Moving away from child
Hello to any and all reading. I'm really hoping that I can get some advice or people's opinions on this. My ex partner (originally from the UK) lived in South Africa about 9 years ago. We had fallen pregnant with our beautiful daughter however at the time we had to leave SA for the UK. My ex came up first and I was due to follow. She had broken up with me just before I was due to leave and even though leaving my own home, country and family devastated me, I just couldn't bare the thought of not being a father to my daughter so I left and came to the UK shortly after which my daughter was born.

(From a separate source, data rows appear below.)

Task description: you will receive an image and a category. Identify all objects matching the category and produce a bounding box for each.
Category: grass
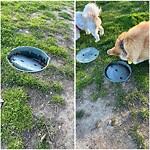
[76,110,84,119]
[76,1,149,148]
[130,124,146,149]
[52,94,65,105]
[1,87,33,149]
[1,1,74,149]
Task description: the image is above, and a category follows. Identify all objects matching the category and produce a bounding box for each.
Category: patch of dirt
[23,4,74,149]
[25,80,74,149]
[76,80,148,149]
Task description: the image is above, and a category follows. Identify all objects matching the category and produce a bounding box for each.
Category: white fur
[76,3,104,42]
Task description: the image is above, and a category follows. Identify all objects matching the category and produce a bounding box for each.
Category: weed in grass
[59,12,73,21]
[6,135,24,149]
[111,117,117,126]
[76,110,84,119]
[1,87,32,149]
[92,93,100,102]
[51,94,65,105]
[139,108,149,121]
[129,124,146,149]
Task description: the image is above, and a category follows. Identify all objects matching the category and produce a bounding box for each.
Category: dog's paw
[95,39,100,42]
[99,27,104,36]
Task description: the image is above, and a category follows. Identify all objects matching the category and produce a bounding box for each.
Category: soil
[22,7,74,149]
[76,79,148,149]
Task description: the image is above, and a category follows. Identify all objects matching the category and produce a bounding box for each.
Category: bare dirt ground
[76,79,148,149]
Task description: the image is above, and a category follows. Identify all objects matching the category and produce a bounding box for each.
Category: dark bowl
[7,46,50,72]
[105,61,132,82]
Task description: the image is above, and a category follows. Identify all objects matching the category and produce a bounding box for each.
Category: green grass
[76,1,149,148]
[59,12,73,20]
[76,110,84,119]
[130,124,146,149]
[1,87,33,149]
[76,1,149,91]
[1,1,74,149]
[51,94,65,105]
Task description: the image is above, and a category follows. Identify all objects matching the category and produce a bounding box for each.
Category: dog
[76,3,104,42]
[107,21,150,64]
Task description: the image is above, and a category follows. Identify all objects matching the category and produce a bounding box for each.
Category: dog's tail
[82,3,102,18]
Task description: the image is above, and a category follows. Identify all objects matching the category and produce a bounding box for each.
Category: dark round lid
[105,61,132,82]
[7,46,50,72]
[76,47,99,63]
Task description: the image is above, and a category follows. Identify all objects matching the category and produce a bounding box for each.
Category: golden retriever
[107,21,149,64]
[76,3,104,42]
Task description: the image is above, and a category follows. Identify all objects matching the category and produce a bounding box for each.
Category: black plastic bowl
[105,61,132,82]
[7,46,50,72]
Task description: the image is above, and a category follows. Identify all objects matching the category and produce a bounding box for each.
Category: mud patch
[77,80,139,149]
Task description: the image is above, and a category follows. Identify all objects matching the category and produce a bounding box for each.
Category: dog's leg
[92,29,100,42]
[85,29,91,34]
[92,33,100,42]
[99,26,104,35]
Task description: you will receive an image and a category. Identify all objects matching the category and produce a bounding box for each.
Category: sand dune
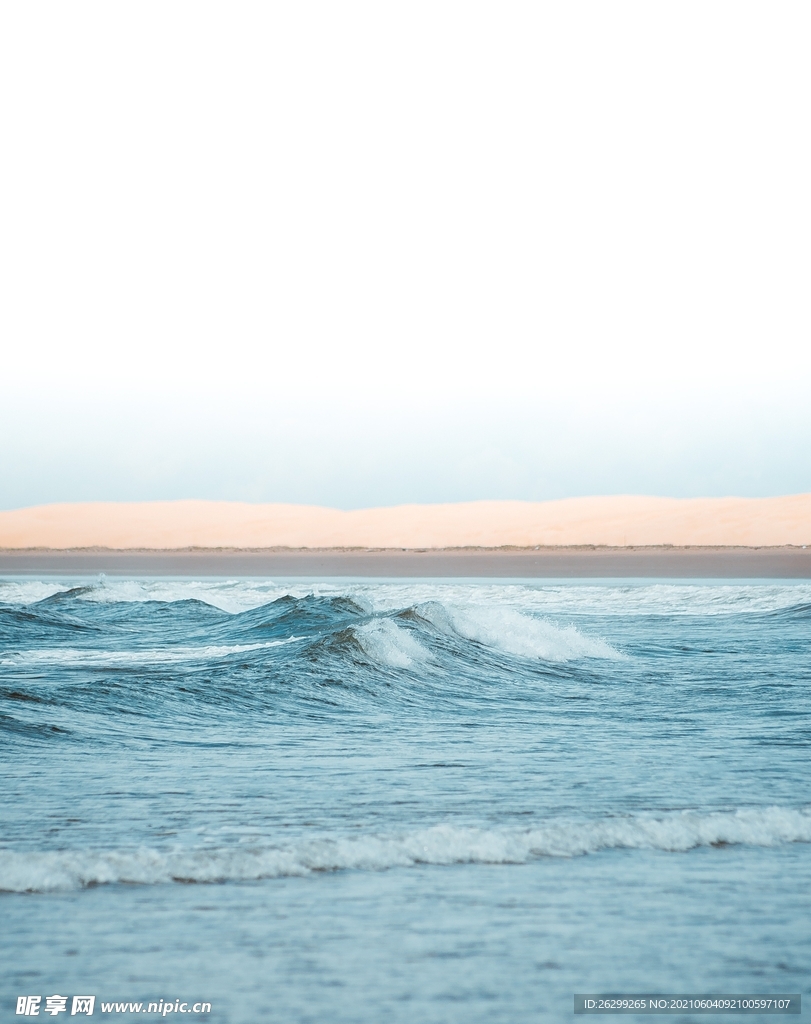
[0,495,811,549]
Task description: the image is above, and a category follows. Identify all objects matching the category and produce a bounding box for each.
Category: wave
[0,637,306,669]
[0,575,811,615]
[352,618,430,669]
[0,807,811,892]
[414,601,621,662]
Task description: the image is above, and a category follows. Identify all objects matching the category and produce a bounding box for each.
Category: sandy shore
[0,547,811,580]
[0,495,811,549]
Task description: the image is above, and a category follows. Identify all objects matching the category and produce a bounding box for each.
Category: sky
[0,0,811,509]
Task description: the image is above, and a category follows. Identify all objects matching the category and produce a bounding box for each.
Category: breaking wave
[0,807,811,892]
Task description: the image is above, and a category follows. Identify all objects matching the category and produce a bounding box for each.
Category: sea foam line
[0,807,811,892]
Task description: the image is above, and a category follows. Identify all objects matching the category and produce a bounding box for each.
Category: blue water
[0,578,811,1024]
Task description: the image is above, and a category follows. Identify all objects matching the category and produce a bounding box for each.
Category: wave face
[0,578,811,892]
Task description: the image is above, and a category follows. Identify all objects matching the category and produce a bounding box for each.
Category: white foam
[416,602,620,662]
[354,618,430,669]
[0,637,305,669]
[0,807,811,892]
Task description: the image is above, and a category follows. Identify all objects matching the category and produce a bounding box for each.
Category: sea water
[0,578,811,1024]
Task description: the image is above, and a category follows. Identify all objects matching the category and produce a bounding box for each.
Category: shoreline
[0,546,811,580]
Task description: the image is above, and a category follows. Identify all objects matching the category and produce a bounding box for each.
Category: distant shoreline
[0,546,811,580]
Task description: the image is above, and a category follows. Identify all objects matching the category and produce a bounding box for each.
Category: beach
[0,546,811,580]
[0,495,811,550]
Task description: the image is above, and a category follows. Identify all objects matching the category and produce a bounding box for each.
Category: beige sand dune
[0,495,811,549]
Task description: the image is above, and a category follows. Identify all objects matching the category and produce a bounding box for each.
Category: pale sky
[0,0,811,508]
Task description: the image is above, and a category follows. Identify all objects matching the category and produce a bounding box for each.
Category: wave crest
[0,807,811,892]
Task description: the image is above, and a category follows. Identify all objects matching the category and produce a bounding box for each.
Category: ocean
[0,577,811,1024]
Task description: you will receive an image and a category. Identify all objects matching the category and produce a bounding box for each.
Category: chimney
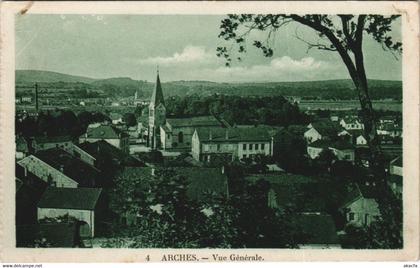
[35,83,39,113]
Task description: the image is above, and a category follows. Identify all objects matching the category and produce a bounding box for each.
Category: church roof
[150,73,165,107]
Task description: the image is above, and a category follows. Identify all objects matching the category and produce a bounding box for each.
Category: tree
[217,14,402,178]
[123,113,137,127]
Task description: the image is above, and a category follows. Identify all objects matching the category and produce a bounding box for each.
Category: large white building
[191,127,273,162]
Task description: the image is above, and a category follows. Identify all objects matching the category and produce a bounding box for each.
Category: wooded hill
[16,70,402,100]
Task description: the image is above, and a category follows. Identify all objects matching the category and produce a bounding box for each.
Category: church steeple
[150,69,165,107]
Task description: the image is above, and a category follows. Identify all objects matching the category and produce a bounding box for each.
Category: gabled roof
[15,135,29,152]
[35,148,100,187]
[38,187,102,210]
[391,155,402,167]
[86,125,128,139]
[311,120,343,137]
[109,113,122,120]
[196,127,272,142]
[341,116,361,124]
[341,184,379,208]
[16,222,77,248]
[34,135,72,143]
[150,72,165,107]
[387,175,403,186]
[290,214,339,245]
[166,115,222,127]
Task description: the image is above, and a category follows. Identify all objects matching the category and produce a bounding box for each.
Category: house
[63,141,97,166]
[306,140,355,162]
[37,187,102,237]
[191,126,273,162]
[15,169,48,224]
[32,136,73,152]
[340,116,364,130]
[160,116,224,151]
[387,175,403,199]
[15,135,29,160]
[387,155,403,198]
[79,125,130,153]
[35,149,102,187]
[17,155,79,188]
[290,214,341,249]
[16,222,80,248]
[389,155,403,177]
[376,123,402,138]
[109,112,123,125]
[303,120,342,143]
[340,182,381,226]
[328,140,355,162]
[78,140,144,170]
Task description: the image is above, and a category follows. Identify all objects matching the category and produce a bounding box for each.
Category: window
[178,131,184,143]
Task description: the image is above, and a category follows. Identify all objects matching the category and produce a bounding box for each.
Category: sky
[15,14,402,82]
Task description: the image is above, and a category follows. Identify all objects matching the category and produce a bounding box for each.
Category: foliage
[123,113,137,127]
[166,95,307,126]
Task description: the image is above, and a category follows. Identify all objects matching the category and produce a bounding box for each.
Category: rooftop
[34,135,72,143]
[166,116,222,127]
[86,125,128,139]
[16,223,77,248]
[38,187,102,210]
[35,148,100,186]
[291,214,339,245]
[196,127,272,142]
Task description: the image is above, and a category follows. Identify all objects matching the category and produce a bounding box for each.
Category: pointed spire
[150,66,165,107]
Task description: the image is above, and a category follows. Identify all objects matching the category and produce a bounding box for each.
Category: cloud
[138,46,217,66]
[190,56,343,82]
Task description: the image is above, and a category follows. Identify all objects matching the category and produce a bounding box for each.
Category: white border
[0,1,419,262]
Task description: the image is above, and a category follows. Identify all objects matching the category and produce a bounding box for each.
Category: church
[147,71,230,152]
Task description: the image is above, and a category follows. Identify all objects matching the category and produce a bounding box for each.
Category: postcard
[0,1,419,263]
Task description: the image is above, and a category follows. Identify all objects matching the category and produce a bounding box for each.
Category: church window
[178,131,184,143]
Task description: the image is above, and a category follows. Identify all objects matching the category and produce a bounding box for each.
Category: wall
[38,208,95,236]
[191,132,201,161]
[303,128,322,142]
[346,197,380,226]
[238,141,273,159]
[389,164,403,176]
[306,146,324,159]
[18,155,78,188]
[32,141,73,152]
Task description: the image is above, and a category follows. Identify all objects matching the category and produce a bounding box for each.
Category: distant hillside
[15,70,95,84]
[16,70,402,99]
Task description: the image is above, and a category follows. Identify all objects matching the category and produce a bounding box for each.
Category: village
[16,73,403,249]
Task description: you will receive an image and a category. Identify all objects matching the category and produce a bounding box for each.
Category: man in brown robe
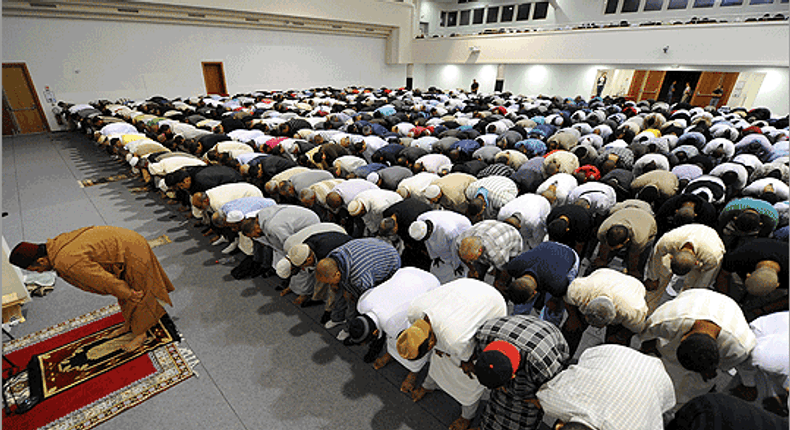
[9,226,175,351]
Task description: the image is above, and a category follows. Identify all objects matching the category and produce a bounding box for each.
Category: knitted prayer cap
[475,340,521,389]
[397,319,431,360]
[288,243,310,266]
[8,242,38,269]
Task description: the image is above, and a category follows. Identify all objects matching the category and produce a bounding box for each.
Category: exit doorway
[201,61,228,96]
[3,63,50,136]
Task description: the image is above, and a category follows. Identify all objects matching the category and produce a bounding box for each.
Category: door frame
[3,63,52,134]
[200,61,228,96]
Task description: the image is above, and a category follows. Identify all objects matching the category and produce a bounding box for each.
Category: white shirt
[497,193,551,251]
[566,182,617,215]
[640,288,757,371]
[148,156,206,176]
[332,178,379,208]
[645,224,725,289]
[738,311,790,389]
[417,210,472,267]
[535,172,579,207]
[565,267,648,333]
[537,345,675,430]
[357,267,440,372]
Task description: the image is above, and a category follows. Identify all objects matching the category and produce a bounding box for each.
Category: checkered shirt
[453,220,523,270]
[475,315,569,430]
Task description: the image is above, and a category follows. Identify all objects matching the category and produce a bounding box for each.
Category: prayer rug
[3,305,197,430]
[79,173,129,188]
[148,234,173,248]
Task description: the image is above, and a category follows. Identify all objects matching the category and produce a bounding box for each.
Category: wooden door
[3,63,49,134]
[625,70,647,101]
[201,61,228,96]
[691,72,738,107]
[636,70,667,101]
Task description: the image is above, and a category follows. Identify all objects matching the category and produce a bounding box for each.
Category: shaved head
[458,236,483,261]
[315,258,340,284]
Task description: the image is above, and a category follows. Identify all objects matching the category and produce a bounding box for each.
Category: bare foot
[450,417,472,430]
[123,333,145,352]
[373,353,392,370]
[400,372,417,393]
[104,324,132,339]
[411,386,433,402]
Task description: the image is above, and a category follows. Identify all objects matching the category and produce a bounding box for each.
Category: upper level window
[620,0,639,13]
[692,0,715,8]
[532,1,549,19]
[499,5,516,22]
[472,7,486,24]
[603,0,620,15]
[516,3,532,21]
[458,10,471,25]
[486,6,499,24]
[447,11,458,27]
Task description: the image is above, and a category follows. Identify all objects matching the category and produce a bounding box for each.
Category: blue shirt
[221,197,277,215]
[327,238,400,297]
[504,242,578,297]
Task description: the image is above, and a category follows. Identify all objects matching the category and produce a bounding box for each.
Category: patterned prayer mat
[79,173,130,188]
[3,305,198,430]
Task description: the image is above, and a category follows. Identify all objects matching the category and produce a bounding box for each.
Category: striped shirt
[466,176,518,219]
[640,288,757,371]
[327,238,400,297]
[453,220,523,270]
[537,345,675,430]
[645,224,725,289]
[475,315,569,430]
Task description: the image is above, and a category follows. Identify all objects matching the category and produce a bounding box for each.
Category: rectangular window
[532,1,549,19]
[620,0,639,13]
[458,10,471,25]
[486,6,499,24]
[472,7,486,24]
[516,3,532,21]
[499,5,516,22]
[447,11,458,27]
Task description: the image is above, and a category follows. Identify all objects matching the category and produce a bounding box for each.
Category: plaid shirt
[453,220,523,270]
[475,315,569,430]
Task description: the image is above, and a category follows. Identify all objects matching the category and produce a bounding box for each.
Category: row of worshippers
[66,85,788,428]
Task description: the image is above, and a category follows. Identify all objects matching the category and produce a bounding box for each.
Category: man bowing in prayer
[9,226,175,351]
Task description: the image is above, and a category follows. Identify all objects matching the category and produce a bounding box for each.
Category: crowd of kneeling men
[61,88,790,430]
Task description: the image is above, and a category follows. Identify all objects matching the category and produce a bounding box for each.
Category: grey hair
[584,296,617,327]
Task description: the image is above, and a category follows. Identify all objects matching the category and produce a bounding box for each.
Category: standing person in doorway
[667,81,678,104]
[8,226,175,351]
[595,72,606,97]
[680,82,693,103]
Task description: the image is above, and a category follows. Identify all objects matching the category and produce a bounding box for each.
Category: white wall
[2,17,406,125]
[424,64,790,116]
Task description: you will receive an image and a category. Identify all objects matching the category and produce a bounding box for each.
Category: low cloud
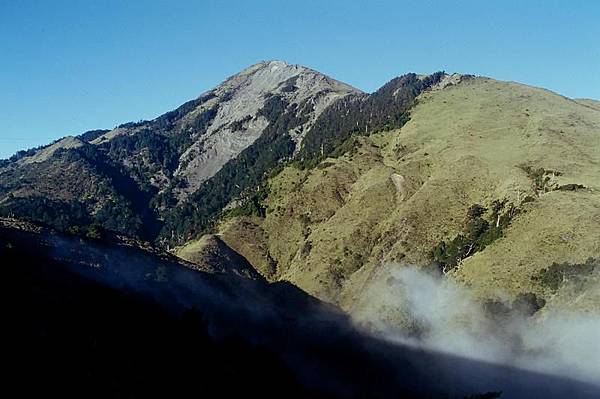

Long story short (I suppose), things never really worked out with me and my ex and while at times that relationship was very strained we still made civil contact work for the sake of my daughter and to be fair, she has really given me the opportunity to have a relationship with my daughter. She had moved on a couple of years ago and is due to get married and has another child with her fiancé and I am genuinely happy for her. I on the other hand have struggled to form any meaningful romantic relationship and while I manage to go "home" on holiday once a year, its the only time of the year when I feel like me. As the years have gone on the struggle against depression has become increasingly more difficult and I feel like I'm under a dark cloud every day. I would obviously never express these emotions to my daughter. I feel like I've come to the point where I actually need to go back home for good now (in about 6-9 months) but before I begin the official planning I wanted to see if anyone else has been faced with this or even if they just had an opinion on whether you would do it or not.
Granted the world is smaller with things like Skype and FaceTime etc (currently see my daughter every Friday night until Saturday afternoon) and I know that this could never replace actual contact and I will be on another continent and will probably be limited to two or three visits per year (couple of weeks at a time), I guess I am just looking for a bit of guidance and opinion.